4. The multi-level collaborative control method for vehicle-cloud systems at signalized intersections according to claim 3, characterized in that: In step S2, the road network scenario includes road layout, number of lanes, location of signalized intersections, and phase timing.

5. The multi-level collaborative control method for vehicle-to-cloud systems at signalized intersections according to claim 4, characterized in that: In step S2, the vehicle type parameters include vehicle length, maximum speed, acceleration and deceleration limits.

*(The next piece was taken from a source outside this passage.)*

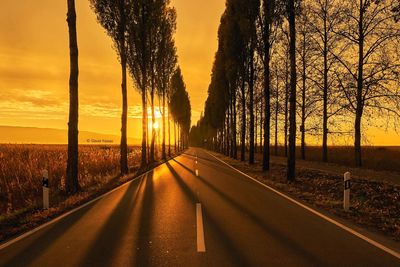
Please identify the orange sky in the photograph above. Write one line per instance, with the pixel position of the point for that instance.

6. The multi-level collaborative control method for vehicle-cloud systems at signalized intersections according to claim 5, characterized in that: The specific content of step S4 is as follows: First, the mean and standard deviation of continuous actions are output through the policy network to generate actions that follow a Gaussian distribution; the value network estimates the state value to provide a benchmark for the calculation of the advantage function. Then, the experience playback buffer is managed by storing data generated from interactions with the environment in the experience playback buffer. A first-in-first-out (FIFO) strategy is used to maintain a constant amount of data, and the data is updated periodically or in batches. Then, the generalized advantage estimation (GAE) is calculated. Combining the n-step reward and temporal difference methods, the advantage value is calculated using the GAE formula to smooth the advantage estimation and improve training stability.

7. The multi-level collaborative control method for vehicle-cloud systems at signalized intersections according to claim 6, characterized in that: In step S4, the data generated by interacting with the environment includes status, actions, and rewards.